The group contains representatives from water companies, the Department for Environment Food and Rural Affairs (Defra), the Environment Agency (EA), the National Farmers’ Union, Natural England, CCW, Ofwat, Water UK and the Drinking Water Inspectorate, as well as the Angling Trust and the Rivers Trust.
While previous dry summers have been offset by wet autumns, meaning the worst effects on water supply have not hit, those present at the meeting were told that was unlikely to be the case this year, with arid conditions predicted to continue due to climate breakdown.
Slides from the EA say: “An increased chance of warm conditions through August to October is consistent with an increased westerly flow from warmer than average seas, and our warming climate. With a typical north-west (wetter) to south-east (drier) gradation in rainfall most likely, there are no strong signals for a significant amelioration of current dry conditions.”
Catherine Sefton, a hydrologist at the UK Centre for Ecology and Hydrology, said: “In the south-east of England, the continued dry weather means that many river flows remain notably or exceptionally low, and hydrological forecasts suggest this situation will persist over the next few months.
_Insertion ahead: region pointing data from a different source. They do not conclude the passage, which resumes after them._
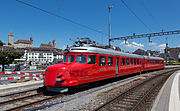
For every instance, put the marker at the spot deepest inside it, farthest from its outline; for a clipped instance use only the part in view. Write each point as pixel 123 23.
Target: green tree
pixel 8 57
pixel 1 43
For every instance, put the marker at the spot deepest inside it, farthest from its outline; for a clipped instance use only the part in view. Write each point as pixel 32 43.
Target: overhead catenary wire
pixel 151 15
pixel 61 17
pixel 135 15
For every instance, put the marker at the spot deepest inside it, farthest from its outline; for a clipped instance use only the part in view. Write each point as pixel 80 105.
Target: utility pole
pixel 101 36
pixel 109 26
pixel 166 50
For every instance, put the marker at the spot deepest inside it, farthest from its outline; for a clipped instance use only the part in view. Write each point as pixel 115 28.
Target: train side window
pixel 137 61
pixel 65 58
pixel 110 61
pixel 71 58
pixel 102 60
pixel 122 61
pixel 81 59
pixel 131 61
pixel 127 61
pixel 134 61
pixel 91 59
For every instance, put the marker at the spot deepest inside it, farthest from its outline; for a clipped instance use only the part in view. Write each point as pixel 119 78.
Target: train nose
pixel 56 77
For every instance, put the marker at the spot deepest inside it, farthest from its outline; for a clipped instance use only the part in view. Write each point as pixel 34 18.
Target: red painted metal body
pixel 72 73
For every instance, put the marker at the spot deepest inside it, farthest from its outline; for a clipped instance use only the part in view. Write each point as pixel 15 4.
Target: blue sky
pixel 25 21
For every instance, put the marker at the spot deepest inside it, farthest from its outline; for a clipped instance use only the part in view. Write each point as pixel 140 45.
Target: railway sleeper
pixel 126 102
pixel 130 100
pixel 134 97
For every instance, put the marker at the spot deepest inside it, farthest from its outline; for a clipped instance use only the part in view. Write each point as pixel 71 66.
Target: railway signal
pixel 134 36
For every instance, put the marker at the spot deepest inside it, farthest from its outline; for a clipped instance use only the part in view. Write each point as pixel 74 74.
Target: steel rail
pixel 34 103
pixel 21 98
pixel 129 90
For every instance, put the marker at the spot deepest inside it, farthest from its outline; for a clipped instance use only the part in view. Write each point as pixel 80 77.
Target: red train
pixel 87 64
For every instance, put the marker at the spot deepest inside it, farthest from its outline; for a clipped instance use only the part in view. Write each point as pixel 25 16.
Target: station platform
pixel 11 88
pixel 168 98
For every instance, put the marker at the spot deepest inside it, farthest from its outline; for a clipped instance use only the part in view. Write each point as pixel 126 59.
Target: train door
pixel 143 63
pixel 117 65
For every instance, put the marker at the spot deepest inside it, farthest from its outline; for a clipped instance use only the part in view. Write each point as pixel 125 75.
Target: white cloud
pixel 132 45
pixel 161 47
pixel 152 44
pixel 64 47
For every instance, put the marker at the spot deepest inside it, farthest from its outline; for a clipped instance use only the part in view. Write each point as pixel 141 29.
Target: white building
pixel 39 56
pixel 21 43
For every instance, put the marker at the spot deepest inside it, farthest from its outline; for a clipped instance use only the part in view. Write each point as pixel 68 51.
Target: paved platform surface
pixel 7 89
pixel 168 98
pixel 170 66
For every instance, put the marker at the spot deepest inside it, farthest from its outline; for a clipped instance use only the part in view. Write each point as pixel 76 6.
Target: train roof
pixel 89 49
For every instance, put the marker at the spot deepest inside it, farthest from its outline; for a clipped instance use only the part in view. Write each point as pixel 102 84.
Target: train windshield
pixel 81 59
pixel 65 58
pixel 71 58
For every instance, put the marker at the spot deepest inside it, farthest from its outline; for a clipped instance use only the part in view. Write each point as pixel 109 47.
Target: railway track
pixel 27 101
pixel 138 97
pixel 31 101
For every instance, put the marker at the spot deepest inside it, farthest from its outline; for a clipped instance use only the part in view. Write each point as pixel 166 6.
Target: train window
pixel 65 58
pixel 122 61
pixel 134 61
pixel 71 58
pixel 137 61
pixel 81 59
pixel 127 61
pixel 102 60
pixel 131 61
pixel 110 61
pixel 91 59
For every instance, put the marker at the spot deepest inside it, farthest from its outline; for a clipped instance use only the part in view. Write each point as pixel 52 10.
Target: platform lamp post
pixel 109 26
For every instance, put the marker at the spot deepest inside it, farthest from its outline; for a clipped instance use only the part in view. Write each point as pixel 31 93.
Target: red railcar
pixel 88 64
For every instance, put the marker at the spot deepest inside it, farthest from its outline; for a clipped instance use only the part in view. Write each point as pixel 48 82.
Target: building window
pixel 137 61
pixel 102 60
pixel 127 61
pixel 131 61
pixel 81 59
pixel 91 59
pixel 122 61
pixel 134 61
pixel 71 58
pixel 110 61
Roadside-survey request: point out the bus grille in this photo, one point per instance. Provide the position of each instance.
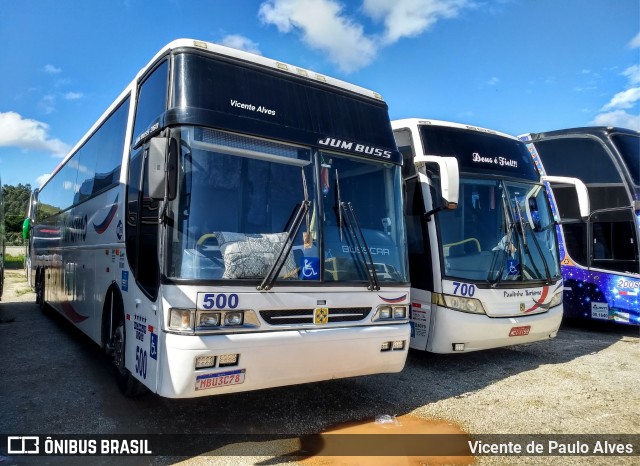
(305, 316)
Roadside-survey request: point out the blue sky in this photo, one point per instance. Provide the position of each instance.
(511, 65)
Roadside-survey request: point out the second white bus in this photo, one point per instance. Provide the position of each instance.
(483, 252)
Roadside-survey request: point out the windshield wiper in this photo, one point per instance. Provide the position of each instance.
(277, 265)
(508, 243)
(361, 245)
(292, 232)
(353, 226)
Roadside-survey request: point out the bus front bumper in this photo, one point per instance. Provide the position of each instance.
(273, 359)
(478, 332)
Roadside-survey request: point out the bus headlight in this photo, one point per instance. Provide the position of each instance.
(207, 320)
(556, 300)
(458, 303)
(181, 320)
(386, 312)
(233, 318)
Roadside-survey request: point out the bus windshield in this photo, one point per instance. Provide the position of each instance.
(501, 230)
(629, 147)
(237, 197)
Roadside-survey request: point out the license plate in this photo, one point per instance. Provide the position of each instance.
(220, 379)
(520, 331)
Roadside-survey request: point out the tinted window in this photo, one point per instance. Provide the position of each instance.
(109, 147)
(614, 241)
(579, 157)
(629, 147)
(85, 161)
(480, 152)
(152, 99)
(293, 109)
(420, 269)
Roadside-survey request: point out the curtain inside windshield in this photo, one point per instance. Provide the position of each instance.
(236, 200)
(500, 231)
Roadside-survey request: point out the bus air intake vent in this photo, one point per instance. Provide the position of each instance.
(305, 316)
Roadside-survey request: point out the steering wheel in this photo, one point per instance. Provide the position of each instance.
(203, 239)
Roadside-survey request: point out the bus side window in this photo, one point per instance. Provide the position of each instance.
(417, 237)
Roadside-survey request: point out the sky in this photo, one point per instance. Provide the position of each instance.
(515, 66)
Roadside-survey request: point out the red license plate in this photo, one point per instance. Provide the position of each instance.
(221, 379)
(520, 331)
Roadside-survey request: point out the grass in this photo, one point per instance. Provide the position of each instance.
(14, 262)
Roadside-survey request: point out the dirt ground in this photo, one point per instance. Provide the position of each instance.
(583, 385)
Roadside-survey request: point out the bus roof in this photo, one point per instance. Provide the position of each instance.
(409, 122)
(217, 49)
(584, 131)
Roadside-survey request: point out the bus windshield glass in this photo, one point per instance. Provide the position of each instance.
(237, 198)
(629, 147)
(501, 231)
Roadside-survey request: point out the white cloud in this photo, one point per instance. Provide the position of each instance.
(16, 131)
(409, 18)
(633, 73)
(51, 69)
(47, 104)
(618, 118)
(42, 179)
(624, 100)
(239, 42)
(323, 27)
(73, 95)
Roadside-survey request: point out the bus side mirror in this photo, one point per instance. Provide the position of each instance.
(581, 190)
(156, 167)
(25, 228)
(449, 178)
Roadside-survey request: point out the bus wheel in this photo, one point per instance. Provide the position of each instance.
(128, 384)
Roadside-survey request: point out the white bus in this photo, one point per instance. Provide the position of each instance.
(483, 252)
(600, 254)
(219, 229)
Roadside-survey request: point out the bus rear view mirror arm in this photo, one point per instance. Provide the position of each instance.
(581, 190)
(156, 172)
(449, 178)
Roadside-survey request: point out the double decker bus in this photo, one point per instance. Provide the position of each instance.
(221, 228)
(483, 254)
(600, 253)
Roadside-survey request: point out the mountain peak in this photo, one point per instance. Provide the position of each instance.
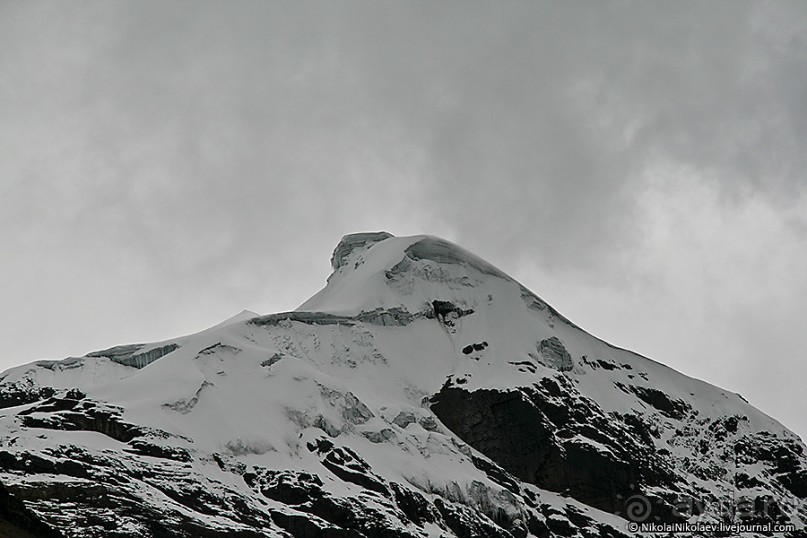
(378, 270)
(422, 392)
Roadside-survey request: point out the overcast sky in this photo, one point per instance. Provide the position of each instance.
(641, 166)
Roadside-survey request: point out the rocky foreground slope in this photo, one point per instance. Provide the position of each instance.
(422, 392)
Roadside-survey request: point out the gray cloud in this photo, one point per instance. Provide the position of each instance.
(165, 165)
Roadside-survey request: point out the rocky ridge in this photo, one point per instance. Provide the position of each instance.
(422, 392)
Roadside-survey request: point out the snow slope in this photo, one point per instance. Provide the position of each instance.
(422, 392)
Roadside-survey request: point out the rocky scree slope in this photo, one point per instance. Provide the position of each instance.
(422, 392)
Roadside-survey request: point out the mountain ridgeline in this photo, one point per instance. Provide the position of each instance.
(422, 393)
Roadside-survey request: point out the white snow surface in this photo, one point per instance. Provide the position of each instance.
(258, 389)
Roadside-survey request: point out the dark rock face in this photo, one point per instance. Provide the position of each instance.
(545, 437)
(351, 242)
(552, 353)
(129, 355)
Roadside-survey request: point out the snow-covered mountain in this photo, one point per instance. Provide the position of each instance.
(422, 392)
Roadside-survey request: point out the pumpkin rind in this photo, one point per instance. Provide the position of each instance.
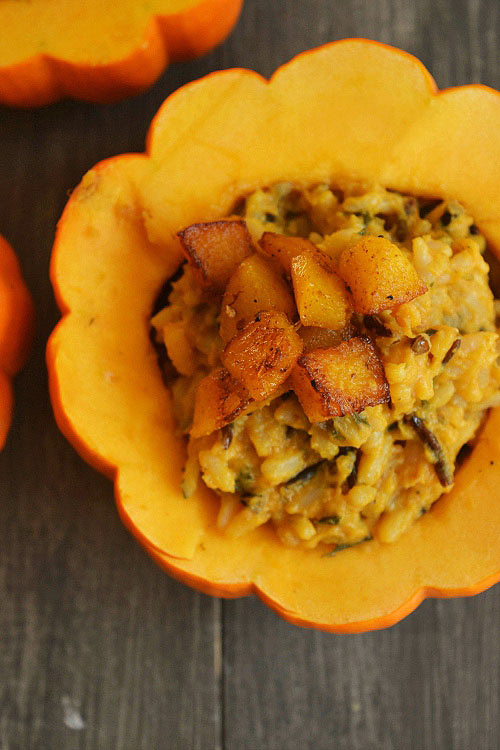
(101, 51)
(16, 329)
(109, 398)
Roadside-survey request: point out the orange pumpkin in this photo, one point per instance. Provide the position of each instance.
(101, 50)
(16, 328)
(352, 109)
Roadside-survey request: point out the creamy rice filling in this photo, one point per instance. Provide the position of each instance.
(372, 474)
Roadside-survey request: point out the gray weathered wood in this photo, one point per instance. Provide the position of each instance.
(90, 629)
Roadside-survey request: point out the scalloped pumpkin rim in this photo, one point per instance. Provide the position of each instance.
(176, 566)
(47, 78)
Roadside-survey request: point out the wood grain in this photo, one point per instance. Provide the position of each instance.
(98, 648)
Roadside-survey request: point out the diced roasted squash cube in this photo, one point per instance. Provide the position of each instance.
(219, 400)
(323, 338)
(263, 354)
(215, 248)
(321, 295)
(255, 286)
(283, 248)
(379, 275)
(178, 347)
(344, 380)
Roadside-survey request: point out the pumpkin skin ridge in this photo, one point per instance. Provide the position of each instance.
(227, 591)
(47, 78)
(231, 589)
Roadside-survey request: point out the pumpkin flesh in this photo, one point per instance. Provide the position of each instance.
(238, 119)
(101, 50)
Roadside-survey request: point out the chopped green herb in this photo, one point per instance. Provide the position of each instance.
(330, 520)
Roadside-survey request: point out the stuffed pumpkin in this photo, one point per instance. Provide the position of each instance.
(359, 216)
(16, 329)
(101, 50)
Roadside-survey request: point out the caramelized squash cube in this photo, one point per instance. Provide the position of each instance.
(321, 295)
(219, 400)
(262, 356)
(323, 338)
(283, 248)
(379, 275)
(215, 249)
(339, 381)
(255, 286)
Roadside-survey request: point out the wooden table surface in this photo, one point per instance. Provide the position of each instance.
(99, 648)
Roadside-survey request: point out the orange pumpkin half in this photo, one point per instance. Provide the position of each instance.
(352, 109)
(101, 50)
(16, 329)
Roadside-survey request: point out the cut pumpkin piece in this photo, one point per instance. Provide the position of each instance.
(219, 400)
(283, 248)
(379, 275)
(344, 380)
(101, 50)
(255, 286)
(215, 248)
(382, 107)
(263, 354)
(321, 295)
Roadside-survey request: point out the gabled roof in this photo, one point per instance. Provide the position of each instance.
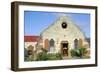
(31, 38)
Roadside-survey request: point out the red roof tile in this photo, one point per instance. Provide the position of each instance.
(31, 38)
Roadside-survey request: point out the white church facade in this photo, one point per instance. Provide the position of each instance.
(62, 36)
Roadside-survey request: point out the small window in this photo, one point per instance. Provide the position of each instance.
(64, 25)
(76, 43)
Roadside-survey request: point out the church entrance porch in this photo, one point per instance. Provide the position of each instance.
(64, 48)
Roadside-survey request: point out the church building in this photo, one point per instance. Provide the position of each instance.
(62, 36)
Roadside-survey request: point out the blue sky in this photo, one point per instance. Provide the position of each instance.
(35, 22)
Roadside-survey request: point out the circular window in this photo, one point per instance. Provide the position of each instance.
(64, 25)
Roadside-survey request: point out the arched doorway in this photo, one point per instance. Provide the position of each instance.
(76, 43)
(64, 48)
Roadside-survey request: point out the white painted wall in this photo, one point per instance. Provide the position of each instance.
(69, 34)
(5, 40)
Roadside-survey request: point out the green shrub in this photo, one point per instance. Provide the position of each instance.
(54, 56)
(51, 56)
(78, 52)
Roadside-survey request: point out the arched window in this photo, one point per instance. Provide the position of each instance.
(46, 44)
(52, 43)
(76, 43)
(52, 46)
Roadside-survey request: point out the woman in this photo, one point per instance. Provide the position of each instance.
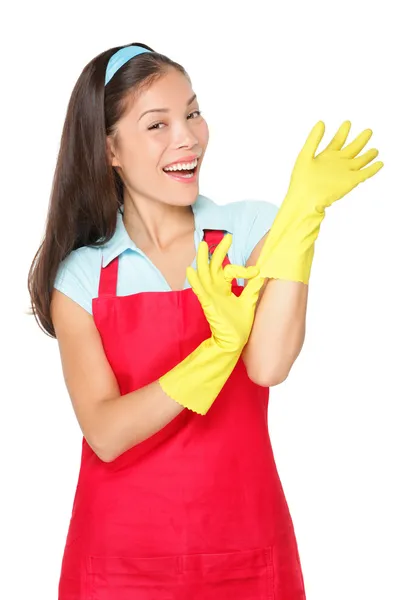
(169, 368)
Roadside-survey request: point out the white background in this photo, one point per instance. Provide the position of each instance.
(264, 73)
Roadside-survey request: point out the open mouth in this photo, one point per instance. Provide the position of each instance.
(183, 174)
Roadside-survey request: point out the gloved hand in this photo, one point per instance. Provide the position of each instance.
(198, 379)
(316, 182)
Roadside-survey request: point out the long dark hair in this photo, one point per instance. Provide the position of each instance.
(86, 190)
“Where river flows are supported by groundwater that recharges during the winter months, the impact of dry weather is reduced. But a continuation of below average rainfall into a second winter would likely result in serious hydrological and environmental drought, with further intensification of the water supply restrictions and fish rescues that we are starting to see in the south-east.”
The last time a drought was announced was in 2018,. Though research has not yet been conducted to determine whether this year’s drought was caused by climate breakdown, the dry conditions and extreme heat in 2018 were found by the Met Office to have been made 30 times more likely by climate change.
There have been five consecutive months of below average rainfall across all geographic regions in England and above average temperatures. River flows, groundwater levels and reservoir stocks all decreased during July. Thirteen EA monitored indicator rivers are at the lowest levels ever recorded and soil moisture deficit is comparable to that seen at the end of the 1976 drought.
Scotland and Wales have similar drought reaction groups, which are also understood to be meeting this summer after drier than usual conditions.